The first indication of the presence of the Panzerdivision 'Clausewitz' came on 15 April, when the British identified part of the division in a counterattack at Uelzen. Before daylight the following day, a force estimated at 1,000 men and 30 armoured fighting vehicles severed the XIII Corps' primary line of communication near Gillem’s headquarters at Kloetze, some 36 miles (58 km) to the south-east of Uelzen. For another four days, contingents of the new Panzer division appeared at various points in the corps' rear, and the fight to destroy these contingents involved, at one time or another, all three of the corps' divisions, including Major General Lunsford E. Oliver’s 5th Armored Division and Major General Charles H. Gerhardt’s newly assigned 29th Division. Telephone communications and motor messenger services between the XIII Corps and the 9th Army were disrupted for two days. In most cases the German thrusts were stopped well short of the corps' southern boundary, although part of one column did penetrate into the zone of Major General Raymond S. McLean’s XIX Corps, where it was destroyed by Major General Isaac D. White’s 2nd Armored Division.
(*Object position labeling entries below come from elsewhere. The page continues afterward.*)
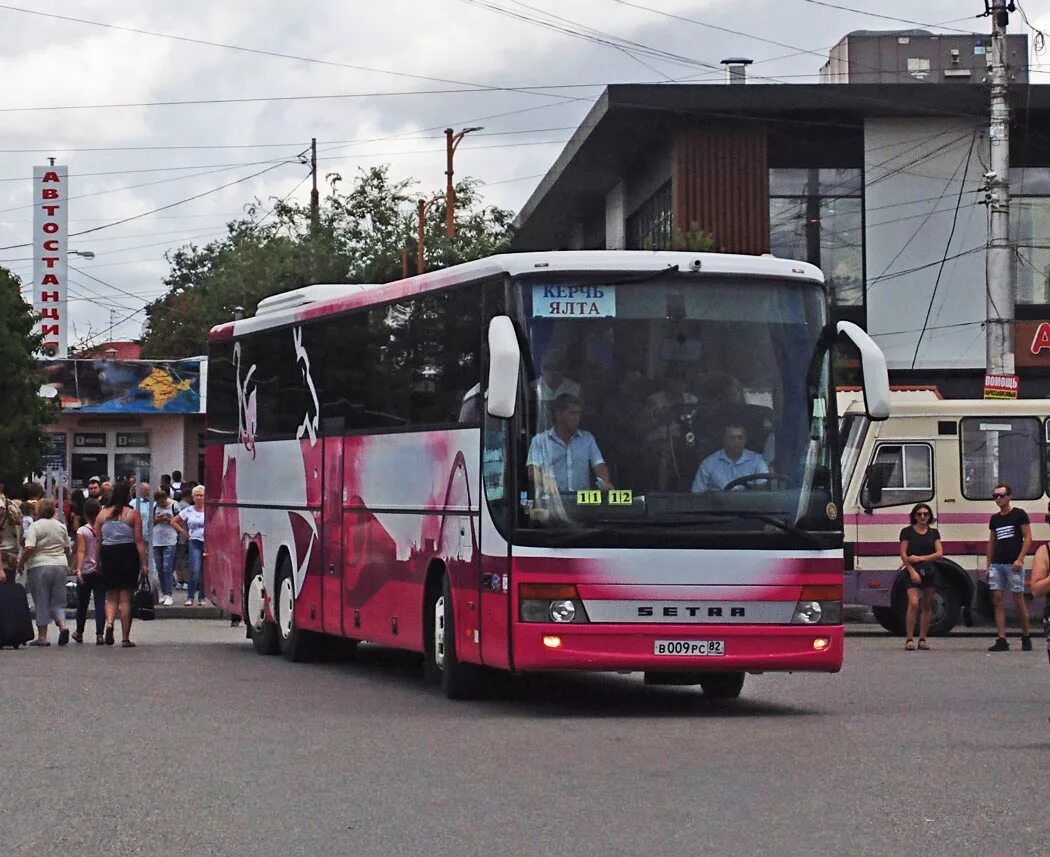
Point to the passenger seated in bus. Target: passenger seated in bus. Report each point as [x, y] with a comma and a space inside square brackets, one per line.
[552, 381]
[564, 458]
[663, 425]
[729, 463]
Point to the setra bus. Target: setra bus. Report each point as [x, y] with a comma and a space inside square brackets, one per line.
[498, 465]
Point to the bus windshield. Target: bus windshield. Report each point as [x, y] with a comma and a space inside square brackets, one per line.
[677, 400]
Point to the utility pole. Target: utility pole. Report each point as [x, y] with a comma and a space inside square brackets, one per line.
[421, 208]
[452, 143]
[315, 202]
[1001, 294]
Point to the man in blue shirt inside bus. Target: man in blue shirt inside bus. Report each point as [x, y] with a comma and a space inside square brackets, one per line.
[732, 461]
[561, 459]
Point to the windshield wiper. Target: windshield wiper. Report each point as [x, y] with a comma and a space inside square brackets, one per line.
[769, 519]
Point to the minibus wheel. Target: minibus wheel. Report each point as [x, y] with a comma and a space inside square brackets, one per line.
[722, 685]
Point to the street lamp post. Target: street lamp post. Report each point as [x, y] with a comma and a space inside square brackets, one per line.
[452, 143]
[421, 208]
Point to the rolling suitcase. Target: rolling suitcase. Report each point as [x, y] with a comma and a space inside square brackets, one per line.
[16, 624]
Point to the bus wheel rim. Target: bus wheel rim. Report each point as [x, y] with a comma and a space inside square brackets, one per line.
[439, 632]
[287, 607]
[256, 602]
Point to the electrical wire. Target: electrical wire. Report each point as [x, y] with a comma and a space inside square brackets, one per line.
[264, 51]
[887, 17]
[947, 247]
[161, 208]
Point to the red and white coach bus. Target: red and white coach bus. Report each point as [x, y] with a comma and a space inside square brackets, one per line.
[498, 465]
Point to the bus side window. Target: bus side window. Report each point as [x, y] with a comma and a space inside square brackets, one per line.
[899, 474]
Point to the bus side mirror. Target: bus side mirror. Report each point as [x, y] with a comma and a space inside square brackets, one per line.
[504, 361]
[873, 363]
[873, 486]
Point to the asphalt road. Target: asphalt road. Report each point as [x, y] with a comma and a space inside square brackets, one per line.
[193, 745]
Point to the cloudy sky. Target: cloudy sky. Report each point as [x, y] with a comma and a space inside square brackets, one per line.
[149, 118]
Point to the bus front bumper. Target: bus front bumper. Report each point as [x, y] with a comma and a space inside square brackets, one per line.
[816, 648]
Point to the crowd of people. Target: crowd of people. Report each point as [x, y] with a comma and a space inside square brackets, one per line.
[111, 539]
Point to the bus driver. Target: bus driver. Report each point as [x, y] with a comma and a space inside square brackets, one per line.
[561, 459]
[732, 461]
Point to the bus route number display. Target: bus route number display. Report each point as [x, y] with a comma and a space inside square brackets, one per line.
[616, 497]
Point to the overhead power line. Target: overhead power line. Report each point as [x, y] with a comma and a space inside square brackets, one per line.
[887, 17]
[264, 51]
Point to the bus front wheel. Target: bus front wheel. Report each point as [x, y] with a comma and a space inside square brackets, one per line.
[264, 633]
[722, 685]
[294, 643]
[458, 681]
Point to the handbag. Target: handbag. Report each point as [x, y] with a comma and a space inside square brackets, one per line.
[142, 601]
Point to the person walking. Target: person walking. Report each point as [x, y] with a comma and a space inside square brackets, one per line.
[920, 547]
[1009, 541]
[45, 559]
[1041, 582]
[89, 585]
[123, 559]
[167, 527]
[192, 517]
[11, 536]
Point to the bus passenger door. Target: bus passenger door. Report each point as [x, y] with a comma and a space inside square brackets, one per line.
[332, 536]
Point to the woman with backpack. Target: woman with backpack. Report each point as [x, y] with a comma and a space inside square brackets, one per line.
[123, 559]
[89, 583]
[920, 547]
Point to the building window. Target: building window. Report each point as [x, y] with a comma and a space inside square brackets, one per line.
[816, 215]
[1030, 225]
[649, 227]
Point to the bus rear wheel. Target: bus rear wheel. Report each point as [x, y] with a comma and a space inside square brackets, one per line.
[722, 685]
[295, 644]
[264, 633]
[458, 681]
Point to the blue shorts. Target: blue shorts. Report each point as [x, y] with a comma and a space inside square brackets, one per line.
[1003, 576]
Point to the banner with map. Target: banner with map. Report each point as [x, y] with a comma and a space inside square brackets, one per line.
[126, 387]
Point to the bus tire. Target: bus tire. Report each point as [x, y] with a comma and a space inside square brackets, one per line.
[263, 633]
[722, 685]
[458, 681]
[947, 608]
[295, 644]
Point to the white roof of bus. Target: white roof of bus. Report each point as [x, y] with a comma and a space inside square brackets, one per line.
[284, 309]
[963, 408]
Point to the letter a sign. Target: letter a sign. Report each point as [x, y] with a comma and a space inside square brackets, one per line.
[50, 226]
[1041, 340]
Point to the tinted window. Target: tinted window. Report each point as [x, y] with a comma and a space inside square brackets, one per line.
[425, 355]
[222, 394]
[905, 471]
[999, 451]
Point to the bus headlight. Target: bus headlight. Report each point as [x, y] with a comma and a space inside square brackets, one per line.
[819, 605]
[548, 602]
[807, 612]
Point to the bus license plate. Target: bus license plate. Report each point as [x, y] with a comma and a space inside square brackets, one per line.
[690, 648]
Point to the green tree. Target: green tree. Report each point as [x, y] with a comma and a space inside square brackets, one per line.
[23, 414]
[360, 237]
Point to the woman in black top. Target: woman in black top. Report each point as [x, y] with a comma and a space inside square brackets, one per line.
[920, 546]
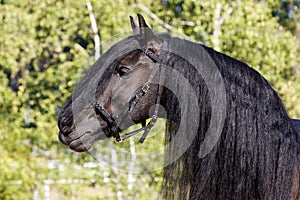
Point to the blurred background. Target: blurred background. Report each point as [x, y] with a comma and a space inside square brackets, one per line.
[45, 44]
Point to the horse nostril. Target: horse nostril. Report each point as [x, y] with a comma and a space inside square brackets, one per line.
[103, 124]
[62, 139]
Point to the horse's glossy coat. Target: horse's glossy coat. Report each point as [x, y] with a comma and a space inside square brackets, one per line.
[257, 155]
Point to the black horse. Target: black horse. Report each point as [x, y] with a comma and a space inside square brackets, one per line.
[228, 134]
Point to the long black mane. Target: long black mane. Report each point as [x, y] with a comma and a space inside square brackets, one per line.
[258, 153]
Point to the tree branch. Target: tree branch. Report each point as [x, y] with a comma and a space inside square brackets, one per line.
[95, 30]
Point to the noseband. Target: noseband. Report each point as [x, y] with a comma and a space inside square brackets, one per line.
[112, 127]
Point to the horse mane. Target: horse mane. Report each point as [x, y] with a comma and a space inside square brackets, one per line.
[257, 154]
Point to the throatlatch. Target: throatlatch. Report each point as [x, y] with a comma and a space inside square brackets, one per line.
[113, 128]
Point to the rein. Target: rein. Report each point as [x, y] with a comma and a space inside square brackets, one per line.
[110, 119]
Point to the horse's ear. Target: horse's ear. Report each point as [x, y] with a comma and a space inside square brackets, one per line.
[145, 31]
[134, 27]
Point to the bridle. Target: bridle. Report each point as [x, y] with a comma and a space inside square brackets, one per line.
[112, 127]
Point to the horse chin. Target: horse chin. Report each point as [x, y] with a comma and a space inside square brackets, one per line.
[84, 142]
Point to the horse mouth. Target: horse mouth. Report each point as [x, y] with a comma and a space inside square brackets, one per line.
[83, 142]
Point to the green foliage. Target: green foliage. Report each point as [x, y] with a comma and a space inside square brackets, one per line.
[45, 44]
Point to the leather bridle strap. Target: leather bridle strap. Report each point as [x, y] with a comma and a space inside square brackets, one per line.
[111, 119]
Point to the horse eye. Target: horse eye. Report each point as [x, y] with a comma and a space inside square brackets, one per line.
[123, 70]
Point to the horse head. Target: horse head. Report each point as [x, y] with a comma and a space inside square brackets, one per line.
[124, 95]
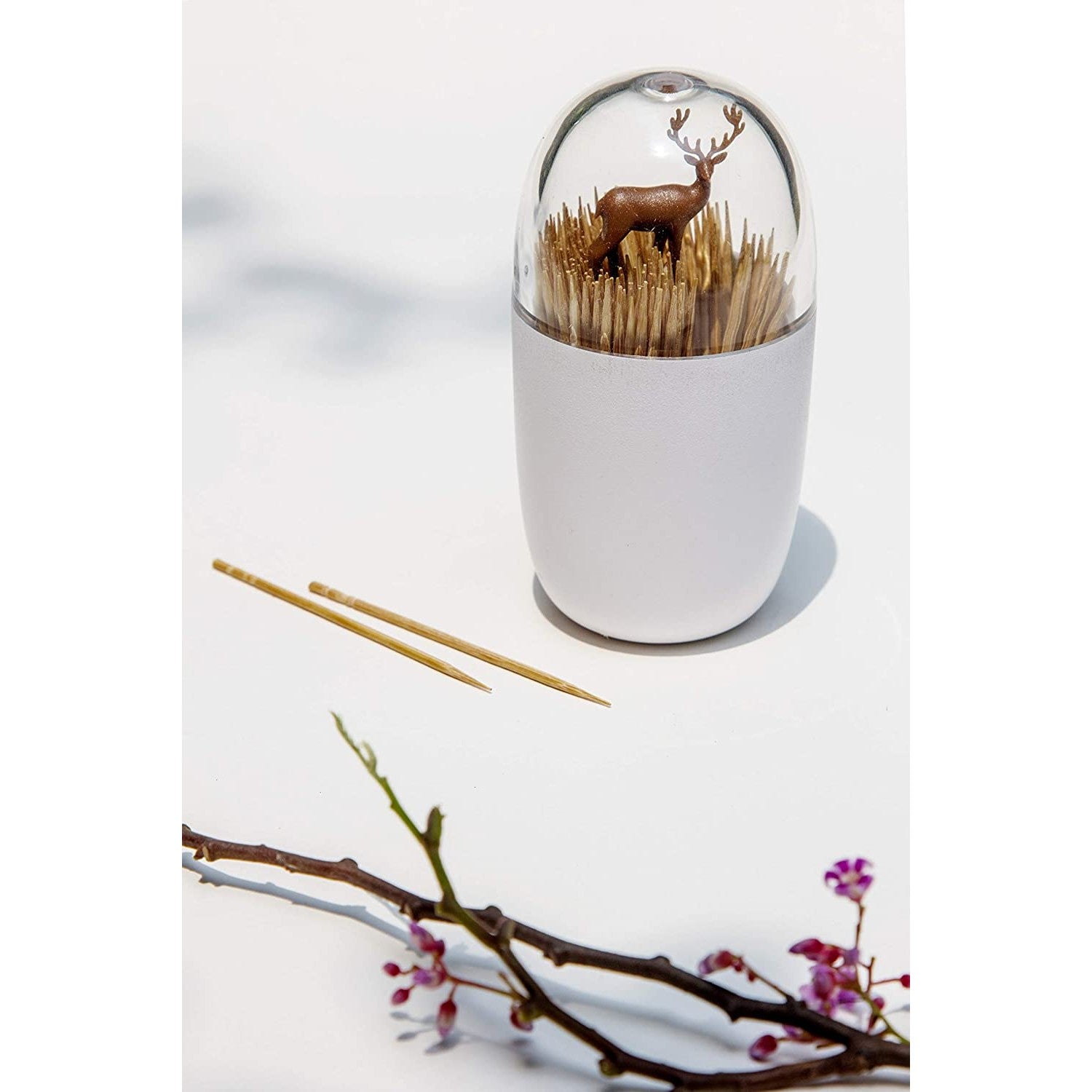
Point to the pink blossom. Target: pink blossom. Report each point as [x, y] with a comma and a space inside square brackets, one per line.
[827, 992]
[762, 1048]
[720, 961]
[850, 878]
[424, 941]
[818, 951]
[430, 976]
[446, 1018]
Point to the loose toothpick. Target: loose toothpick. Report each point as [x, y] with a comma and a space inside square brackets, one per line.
[353, 627]
[452, 642]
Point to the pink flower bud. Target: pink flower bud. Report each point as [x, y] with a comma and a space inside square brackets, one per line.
[720, 961]
[424, 941]
[446, 1018]
[430, 976]
[820, 952]
[762, 1048]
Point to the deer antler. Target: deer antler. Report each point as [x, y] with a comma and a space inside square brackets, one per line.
[716, 152]
[735, 118]
[676, 124]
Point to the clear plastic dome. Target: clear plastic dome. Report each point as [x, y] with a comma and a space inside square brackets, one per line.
[665, 214]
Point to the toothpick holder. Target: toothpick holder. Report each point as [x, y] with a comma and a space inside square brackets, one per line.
[662, 345]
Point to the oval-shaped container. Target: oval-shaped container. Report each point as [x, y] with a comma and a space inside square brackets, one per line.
[662, 340]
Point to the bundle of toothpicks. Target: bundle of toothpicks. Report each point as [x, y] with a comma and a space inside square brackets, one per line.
[716, 299]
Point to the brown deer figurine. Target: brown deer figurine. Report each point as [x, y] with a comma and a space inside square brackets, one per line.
[665, 210]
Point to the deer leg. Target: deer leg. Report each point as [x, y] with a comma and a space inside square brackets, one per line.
[675, 240]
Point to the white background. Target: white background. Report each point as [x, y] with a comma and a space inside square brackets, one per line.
[347, 419]
[90, 443]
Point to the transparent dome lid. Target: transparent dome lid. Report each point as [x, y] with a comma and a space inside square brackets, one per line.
[665, 214]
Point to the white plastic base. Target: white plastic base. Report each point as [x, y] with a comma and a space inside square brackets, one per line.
[660, 495]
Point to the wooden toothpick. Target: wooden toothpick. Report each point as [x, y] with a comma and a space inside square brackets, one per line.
[454, 642]
[353, 627]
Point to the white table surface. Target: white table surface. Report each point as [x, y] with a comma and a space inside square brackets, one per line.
[349, 419]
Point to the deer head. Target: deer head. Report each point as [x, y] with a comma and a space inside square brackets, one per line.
[705, 162]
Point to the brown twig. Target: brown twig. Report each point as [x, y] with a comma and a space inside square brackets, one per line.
[862, 1052]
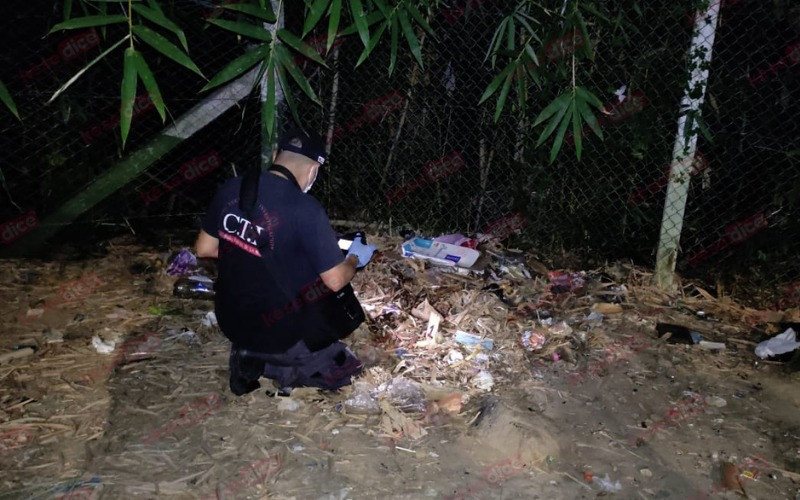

The most persistent of the German groups hid in a forest near Klötze. A chemical mortar battalion tried in vain to burn out the Germans with white phosphorus shells, and it required one of the 29th Division’s regiments, supported by 155-mm (6.1-in) and 8-in (203-mm) artillery, to destroy it.

Although more annoying than militarily significant, the activities of the Panzerdivision 'Clausewitz' imposed a one-day delay on the start of the XIII Corps' new task, namely the assumption of responsibility for the large triangle of uncleared territory north of the 9th Army’s boundary between Uelzen and the Elbe river. When the attack finally began on 21 April, the 5th Armored Division encountered and destroyed the remnant of the Panzerdivision 'Clausewitz'.

In total, the US forces had destroyed 47 tanks and more than 12 assault guns. The corps' sweep to the north of the former army boundary made rapid progress on 22 April, and by 24 April the corps had completed its task, the 9th Army Army now holding the line of the Elbe river to a point near Dannenberg, some 30 miles (50 km) downstream of Wittenberge.